Folded callstack is saved as callstack_folded_clk_cycle.txt, cunting the number of cycles spent in each stack
Example snippet from the folded callstack
...
call_main;main;Func_1; 10002
call_main;main;Proc_1;Proc_6;Func_3; 3000
call_main;main;Proc_1;Proc_7; 4000
call_main;main;Proc_8; 25010
call_main;main;Func_2;strcmp; 65018
call_main;main;Func_2;Func_1; 5006
...
Profiled instructions summary is saved as inst_profile_clk.json, couting the the number of cycles each instruction type took to execute.

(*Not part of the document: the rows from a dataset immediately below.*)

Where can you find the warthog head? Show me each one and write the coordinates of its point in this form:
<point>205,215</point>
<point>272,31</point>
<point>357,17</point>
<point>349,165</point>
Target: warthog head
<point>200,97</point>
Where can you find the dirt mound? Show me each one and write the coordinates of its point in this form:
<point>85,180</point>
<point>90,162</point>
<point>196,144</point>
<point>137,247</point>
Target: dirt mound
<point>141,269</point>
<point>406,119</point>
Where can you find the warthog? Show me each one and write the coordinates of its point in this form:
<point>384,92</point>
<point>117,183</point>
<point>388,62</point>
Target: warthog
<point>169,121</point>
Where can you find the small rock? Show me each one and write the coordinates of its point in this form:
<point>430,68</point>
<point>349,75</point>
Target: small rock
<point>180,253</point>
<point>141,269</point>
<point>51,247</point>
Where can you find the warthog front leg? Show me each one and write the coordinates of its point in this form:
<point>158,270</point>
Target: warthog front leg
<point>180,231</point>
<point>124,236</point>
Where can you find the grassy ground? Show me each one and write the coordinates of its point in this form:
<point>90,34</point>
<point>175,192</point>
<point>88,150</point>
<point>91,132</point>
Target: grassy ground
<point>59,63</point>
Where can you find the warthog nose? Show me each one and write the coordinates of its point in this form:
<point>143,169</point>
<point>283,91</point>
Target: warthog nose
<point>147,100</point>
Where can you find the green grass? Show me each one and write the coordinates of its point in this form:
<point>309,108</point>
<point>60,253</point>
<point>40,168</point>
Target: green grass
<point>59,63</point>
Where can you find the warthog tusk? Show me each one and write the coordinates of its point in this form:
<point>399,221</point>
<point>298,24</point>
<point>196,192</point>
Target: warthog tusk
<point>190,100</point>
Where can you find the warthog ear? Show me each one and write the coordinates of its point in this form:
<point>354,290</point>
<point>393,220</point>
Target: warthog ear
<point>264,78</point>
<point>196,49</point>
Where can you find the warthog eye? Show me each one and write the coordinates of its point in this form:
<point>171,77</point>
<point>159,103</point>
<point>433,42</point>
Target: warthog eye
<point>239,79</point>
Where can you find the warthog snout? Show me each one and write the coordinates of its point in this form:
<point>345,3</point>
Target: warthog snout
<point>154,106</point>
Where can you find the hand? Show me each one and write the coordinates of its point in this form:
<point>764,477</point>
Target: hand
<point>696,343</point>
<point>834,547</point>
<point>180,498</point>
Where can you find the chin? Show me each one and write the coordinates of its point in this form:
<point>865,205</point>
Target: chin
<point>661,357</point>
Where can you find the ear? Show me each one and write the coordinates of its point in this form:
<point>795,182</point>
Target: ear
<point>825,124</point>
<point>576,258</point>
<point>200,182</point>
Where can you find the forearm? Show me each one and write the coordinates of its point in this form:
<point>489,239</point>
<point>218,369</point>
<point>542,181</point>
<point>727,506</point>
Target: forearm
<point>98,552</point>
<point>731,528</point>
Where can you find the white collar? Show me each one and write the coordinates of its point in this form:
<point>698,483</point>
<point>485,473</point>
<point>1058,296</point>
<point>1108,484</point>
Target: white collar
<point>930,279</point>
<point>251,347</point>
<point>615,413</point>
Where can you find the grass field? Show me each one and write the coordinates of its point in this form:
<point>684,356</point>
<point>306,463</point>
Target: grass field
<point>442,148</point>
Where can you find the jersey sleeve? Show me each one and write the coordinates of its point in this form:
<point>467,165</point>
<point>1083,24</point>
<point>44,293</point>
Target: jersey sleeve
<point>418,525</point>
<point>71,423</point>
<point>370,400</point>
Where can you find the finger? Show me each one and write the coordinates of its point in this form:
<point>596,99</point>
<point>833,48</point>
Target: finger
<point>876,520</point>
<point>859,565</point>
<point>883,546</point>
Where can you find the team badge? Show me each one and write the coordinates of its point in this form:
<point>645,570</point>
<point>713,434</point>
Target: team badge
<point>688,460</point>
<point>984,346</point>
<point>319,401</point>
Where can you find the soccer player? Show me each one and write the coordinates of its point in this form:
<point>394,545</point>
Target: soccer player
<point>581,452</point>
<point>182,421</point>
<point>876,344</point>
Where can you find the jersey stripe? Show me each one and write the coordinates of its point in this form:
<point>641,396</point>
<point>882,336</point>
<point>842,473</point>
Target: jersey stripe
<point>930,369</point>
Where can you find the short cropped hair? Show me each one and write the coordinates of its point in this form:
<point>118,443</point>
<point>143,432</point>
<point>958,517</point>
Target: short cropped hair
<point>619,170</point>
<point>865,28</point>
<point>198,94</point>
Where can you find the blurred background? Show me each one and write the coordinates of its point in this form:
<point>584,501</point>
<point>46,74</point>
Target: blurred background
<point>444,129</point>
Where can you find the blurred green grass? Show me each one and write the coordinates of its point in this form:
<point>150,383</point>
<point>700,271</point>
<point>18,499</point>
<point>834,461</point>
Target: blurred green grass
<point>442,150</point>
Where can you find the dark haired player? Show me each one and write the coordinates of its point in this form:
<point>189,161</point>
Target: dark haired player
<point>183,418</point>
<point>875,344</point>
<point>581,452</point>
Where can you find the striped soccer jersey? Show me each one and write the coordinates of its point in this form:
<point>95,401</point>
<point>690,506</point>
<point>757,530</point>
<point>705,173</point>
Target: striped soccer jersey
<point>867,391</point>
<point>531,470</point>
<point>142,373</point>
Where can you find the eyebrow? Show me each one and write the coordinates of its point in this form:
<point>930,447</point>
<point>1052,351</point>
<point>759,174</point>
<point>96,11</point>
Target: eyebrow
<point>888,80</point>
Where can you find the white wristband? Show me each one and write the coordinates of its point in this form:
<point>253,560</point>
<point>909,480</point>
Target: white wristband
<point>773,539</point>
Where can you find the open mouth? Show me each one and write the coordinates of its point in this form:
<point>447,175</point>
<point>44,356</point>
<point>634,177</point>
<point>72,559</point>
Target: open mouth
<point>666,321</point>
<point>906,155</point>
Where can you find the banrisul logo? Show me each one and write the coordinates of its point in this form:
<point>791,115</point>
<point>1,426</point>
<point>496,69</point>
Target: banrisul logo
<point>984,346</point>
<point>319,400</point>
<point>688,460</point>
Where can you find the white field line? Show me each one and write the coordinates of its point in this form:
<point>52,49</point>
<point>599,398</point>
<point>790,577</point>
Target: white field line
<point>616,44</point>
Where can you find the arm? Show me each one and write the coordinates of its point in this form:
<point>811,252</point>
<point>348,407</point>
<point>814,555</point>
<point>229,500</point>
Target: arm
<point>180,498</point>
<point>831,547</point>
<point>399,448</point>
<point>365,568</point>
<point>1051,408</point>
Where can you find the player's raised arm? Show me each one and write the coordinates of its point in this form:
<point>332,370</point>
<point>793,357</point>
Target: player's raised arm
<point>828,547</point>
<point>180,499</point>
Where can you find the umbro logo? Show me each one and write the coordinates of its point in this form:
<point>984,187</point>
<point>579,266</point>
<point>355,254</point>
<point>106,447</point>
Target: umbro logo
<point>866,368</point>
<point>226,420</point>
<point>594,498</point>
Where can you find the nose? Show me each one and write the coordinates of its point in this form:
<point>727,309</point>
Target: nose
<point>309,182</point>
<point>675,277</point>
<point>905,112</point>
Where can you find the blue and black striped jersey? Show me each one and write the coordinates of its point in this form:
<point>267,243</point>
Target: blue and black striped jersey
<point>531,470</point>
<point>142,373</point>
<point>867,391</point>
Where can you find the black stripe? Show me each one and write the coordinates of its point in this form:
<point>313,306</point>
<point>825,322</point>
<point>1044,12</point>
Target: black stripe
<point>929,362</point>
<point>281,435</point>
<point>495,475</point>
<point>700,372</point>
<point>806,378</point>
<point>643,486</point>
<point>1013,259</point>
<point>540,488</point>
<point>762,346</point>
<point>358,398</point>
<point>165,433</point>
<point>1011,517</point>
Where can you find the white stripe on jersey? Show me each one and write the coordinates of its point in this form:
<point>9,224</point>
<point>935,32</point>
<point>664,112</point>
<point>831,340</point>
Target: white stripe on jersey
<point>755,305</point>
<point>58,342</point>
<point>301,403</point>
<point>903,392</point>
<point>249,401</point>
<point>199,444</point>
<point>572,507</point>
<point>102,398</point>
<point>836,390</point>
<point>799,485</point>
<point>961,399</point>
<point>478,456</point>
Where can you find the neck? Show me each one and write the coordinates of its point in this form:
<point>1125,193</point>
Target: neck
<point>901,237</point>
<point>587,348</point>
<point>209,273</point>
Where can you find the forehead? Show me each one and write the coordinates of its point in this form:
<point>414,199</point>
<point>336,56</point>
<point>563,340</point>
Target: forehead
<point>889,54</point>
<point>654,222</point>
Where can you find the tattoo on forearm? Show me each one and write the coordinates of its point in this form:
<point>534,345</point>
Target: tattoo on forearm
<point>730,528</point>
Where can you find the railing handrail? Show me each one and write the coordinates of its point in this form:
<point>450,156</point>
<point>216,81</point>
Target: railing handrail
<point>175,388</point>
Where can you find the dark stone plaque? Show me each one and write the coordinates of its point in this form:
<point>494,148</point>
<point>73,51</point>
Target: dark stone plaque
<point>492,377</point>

Note that cycle count reports how long it took for that instruction to retire. That means that some stalls (like on jumps or pipe flush) would be counted in the affected instructions, not jumps or branches themselves. That also means that dcache misses on loads and stores would be counted under those instructions.
{
"add": {"count": 26560},
"sub": {"count": 6516},
"sll": {"count": 22},
...
"_max_sp_usage": 368,
"_profiled_cycles": 609603
}Execution trace, saved as trace_clk.bin, contains trace_entry struct for each simulation cycle, and it's needed as an input for the analysis scripts (below)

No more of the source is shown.